Monday, November 7, 2016

Before we ever came…

"African Child" © 2016 David Prashker
To listen to an audio recital of the poem, click here



   Before we ever came to the fort our eyes already saw the signs of hasty restoration - paint as thin and vapid as peroxide on a brothel-madam's wig, designed only to pretend to style; but it was all so obvious... clear-water in the once-slurried pool, a seam of flesh, the scar where earth was growing back, the over-tidy rooms that indicated absence, the lack of fetor in the lavatories. No one was living in this place. Even the dead were not living in this place. Even the memory of the dead had been evacuated.

   On the high-point of the hill, the god's eye view, trees opened their branches as if inviting us to look between the cracks in the disguise. Behold - the mask of Eve, bearing the face of Eve, shaped like a fig-leaf. Behold - the face of Adam: always two-faced, Man is always two-faced, and each face always has two faces: one the double headed Man-God on his cross of lilac wood: one the hypocritical decreer of his fate.
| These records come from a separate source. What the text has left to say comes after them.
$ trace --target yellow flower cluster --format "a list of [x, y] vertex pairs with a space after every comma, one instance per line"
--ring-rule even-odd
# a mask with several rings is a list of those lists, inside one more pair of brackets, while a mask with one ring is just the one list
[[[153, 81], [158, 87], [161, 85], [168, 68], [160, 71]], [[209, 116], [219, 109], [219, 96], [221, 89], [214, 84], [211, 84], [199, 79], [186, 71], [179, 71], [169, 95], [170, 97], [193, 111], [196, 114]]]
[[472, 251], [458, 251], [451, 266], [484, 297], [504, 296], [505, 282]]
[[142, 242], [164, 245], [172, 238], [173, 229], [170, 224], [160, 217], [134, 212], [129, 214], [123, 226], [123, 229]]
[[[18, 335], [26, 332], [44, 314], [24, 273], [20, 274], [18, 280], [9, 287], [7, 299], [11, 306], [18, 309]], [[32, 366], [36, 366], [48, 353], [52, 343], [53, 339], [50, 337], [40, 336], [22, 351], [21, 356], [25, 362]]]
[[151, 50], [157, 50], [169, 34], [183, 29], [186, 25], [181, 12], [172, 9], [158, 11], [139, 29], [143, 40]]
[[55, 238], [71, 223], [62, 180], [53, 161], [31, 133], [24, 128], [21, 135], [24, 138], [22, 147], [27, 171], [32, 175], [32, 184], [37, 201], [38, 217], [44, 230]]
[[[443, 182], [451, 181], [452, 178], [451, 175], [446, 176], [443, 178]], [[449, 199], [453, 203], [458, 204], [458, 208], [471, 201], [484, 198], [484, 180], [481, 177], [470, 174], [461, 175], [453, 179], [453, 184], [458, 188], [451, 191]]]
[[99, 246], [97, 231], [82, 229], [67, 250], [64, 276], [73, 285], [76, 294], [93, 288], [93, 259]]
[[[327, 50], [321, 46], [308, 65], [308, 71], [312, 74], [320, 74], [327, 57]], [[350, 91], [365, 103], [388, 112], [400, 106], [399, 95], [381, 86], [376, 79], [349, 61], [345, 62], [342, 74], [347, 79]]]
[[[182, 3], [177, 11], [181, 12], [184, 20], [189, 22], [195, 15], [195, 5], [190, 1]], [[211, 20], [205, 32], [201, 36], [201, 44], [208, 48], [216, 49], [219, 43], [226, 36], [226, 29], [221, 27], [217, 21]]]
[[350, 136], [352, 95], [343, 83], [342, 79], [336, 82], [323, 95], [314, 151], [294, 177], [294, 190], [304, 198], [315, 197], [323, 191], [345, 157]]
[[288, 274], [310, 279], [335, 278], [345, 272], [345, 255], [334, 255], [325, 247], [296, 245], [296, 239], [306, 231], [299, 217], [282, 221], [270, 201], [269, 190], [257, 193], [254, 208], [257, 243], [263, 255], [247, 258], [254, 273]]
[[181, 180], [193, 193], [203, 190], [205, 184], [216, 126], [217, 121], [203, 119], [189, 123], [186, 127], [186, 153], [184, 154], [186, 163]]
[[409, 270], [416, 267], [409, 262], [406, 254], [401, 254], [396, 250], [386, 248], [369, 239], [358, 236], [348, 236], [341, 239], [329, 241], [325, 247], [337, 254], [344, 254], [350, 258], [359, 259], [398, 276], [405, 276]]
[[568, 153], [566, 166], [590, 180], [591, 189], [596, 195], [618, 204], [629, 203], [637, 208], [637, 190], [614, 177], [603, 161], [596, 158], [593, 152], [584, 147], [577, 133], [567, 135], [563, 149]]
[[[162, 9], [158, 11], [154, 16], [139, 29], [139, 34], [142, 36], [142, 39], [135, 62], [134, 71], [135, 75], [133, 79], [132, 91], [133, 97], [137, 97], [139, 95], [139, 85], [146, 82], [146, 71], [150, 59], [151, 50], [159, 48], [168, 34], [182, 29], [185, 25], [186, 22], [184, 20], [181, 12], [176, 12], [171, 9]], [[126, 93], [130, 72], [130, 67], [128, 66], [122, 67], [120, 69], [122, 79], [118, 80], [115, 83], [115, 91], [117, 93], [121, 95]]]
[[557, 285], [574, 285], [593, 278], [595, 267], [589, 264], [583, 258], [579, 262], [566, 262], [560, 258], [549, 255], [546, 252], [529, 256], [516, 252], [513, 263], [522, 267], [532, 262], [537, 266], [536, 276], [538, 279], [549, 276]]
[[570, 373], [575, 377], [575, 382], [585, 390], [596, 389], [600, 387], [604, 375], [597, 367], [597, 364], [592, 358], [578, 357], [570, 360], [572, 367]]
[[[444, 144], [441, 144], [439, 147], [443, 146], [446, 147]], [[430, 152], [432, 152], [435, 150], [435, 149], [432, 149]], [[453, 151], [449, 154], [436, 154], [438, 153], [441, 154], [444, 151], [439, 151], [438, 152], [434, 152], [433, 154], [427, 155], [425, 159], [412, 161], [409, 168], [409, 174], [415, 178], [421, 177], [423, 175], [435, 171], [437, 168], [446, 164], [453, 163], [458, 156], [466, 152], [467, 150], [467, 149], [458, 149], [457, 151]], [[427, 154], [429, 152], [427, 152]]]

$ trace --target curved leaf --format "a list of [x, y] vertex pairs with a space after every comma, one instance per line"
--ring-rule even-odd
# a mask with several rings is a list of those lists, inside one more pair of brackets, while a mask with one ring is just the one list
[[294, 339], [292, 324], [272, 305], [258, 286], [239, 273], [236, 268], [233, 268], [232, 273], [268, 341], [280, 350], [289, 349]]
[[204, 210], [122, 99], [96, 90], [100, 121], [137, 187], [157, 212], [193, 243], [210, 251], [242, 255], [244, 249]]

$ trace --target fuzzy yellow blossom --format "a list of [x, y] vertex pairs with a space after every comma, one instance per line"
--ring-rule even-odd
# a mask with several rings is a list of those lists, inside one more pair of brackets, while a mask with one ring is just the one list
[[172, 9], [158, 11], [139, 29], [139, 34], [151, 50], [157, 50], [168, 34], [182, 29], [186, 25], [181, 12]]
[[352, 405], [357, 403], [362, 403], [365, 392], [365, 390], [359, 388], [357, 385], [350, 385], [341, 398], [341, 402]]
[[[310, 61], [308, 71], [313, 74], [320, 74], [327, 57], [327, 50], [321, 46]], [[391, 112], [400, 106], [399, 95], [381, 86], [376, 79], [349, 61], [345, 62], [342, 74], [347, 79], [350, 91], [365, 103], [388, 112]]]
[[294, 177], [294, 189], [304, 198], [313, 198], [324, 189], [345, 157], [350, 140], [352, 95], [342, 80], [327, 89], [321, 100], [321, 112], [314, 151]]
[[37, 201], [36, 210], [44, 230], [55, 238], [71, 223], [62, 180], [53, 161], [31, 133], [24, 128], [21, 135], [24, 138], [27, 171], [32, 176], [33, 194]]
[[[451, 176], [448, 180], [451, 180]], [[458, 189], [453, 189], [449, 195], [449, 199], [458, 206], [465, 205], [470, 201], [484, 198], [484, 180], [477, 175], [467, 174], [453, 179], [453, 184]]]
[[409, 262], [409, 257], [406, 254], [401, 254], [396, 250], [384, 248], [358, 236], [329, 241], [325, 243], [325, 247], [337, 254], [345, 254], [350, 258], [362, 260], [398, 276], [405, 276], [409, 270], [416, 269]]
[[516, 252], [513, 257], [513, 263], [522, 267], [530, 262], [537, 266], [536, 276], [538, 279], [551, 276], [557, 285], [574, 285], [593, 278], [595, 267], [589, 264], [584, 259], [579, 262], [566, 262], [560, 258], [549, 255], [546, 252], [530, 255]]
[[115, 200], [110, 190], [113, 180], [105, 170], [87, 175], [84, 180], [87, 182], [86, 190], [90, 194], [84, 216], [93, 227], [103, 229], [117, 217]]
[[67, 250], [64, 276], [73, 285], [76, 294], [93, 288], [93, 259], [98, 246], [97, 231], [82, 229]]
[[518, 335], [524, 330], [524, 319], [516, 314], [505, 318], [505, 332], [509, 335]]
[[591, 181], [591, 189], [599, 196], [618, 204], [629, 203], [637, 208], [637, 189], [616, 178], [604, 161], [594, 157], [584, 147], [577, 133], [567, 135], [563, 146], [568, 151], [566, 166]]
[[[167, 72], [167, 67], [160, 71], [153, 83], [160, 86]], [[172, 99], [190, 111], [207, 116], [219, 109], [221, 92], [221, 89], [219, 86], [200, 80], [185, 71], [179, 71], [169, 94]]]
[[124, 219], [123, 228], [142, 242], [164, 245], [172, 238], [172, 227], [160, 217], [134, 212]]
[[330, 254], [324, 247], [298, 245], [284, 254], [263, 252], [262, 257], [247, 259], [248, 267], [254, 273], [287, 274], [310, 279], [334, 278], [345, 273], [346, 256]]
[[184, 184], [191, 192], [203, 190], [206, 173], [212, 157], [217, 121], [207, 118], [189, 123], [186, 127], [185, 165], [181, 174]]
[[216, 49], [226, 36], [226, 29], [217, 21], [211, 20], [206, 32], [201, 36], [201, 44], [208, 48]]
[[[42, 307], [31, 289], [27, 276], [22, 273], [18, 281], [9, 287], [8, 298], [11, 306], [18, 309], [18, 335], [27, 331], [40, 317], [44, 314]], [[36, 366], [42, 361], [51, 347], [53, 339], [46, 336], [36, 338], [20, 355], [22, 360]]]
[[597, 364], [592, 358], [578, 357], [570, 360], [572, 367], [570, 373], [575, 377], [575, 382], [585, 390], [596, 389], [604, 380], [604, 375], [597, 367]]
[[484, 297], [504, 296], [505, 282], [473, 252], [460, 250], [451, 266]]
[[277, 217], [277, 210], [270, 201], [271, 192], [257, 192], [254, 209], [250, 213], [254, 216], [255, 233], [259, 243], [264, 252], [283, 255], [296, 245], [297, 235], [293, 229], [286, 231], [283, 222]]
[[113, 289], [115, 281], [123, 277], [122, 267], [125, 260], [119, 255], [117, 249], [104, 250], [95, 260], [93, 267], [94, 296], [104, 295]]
   So we trudged on, over mud-banks wet and dry - all tumuli - where a snake wriggled through the undergrowth and rats crept silently through rotted vegetation, and all the still and silent beckoning of trees could not undo the shame of Earth, whose body had been literally raped with corpses.

   Among the pickled foetuses and bottled bones, where fetid vapours rose up to our nostrils like sacrificial incense to the distended nostrils of Almighty God, sometimes, there, I saw my mother’s arms raised up towards me like a drowning woman's reaching for a life-raft. It seemed to me her very flesh was screaming (purple in the purple darkness), her very fingernails radiated the searing intolerable anguish which is DEATH.

   And I saw:
   A lion with the wings of eagles and the mind of Man.
   A crouching bear between whose teeth three ribs were being gorged.
   A leopard with four heads.
   A ten-horned beast of indescribable proportions - its teeth of iron, its claws of bronze - crunching and devouring and trampling underfoot whatever it encountered in its path.
   These were only reveries of course, induced by hunger, weariness, an excess of familiarity with war and death that leaves behind a certain numbness in the soul. Yet they were real enough: the crows on their high branches, stripping the trees bare; the soaring eagles; the bright red corpses on their wedding-beds, emptied of their vanity; the fields of poppies; the monstrous anger of the guns; the voiceless falconers. All, all of it, as real as, real as, real as... Lord, Have Pity On These Your Wasted Generations, Who Lacked The Wherewithal To Honour And Fulfil Your Law.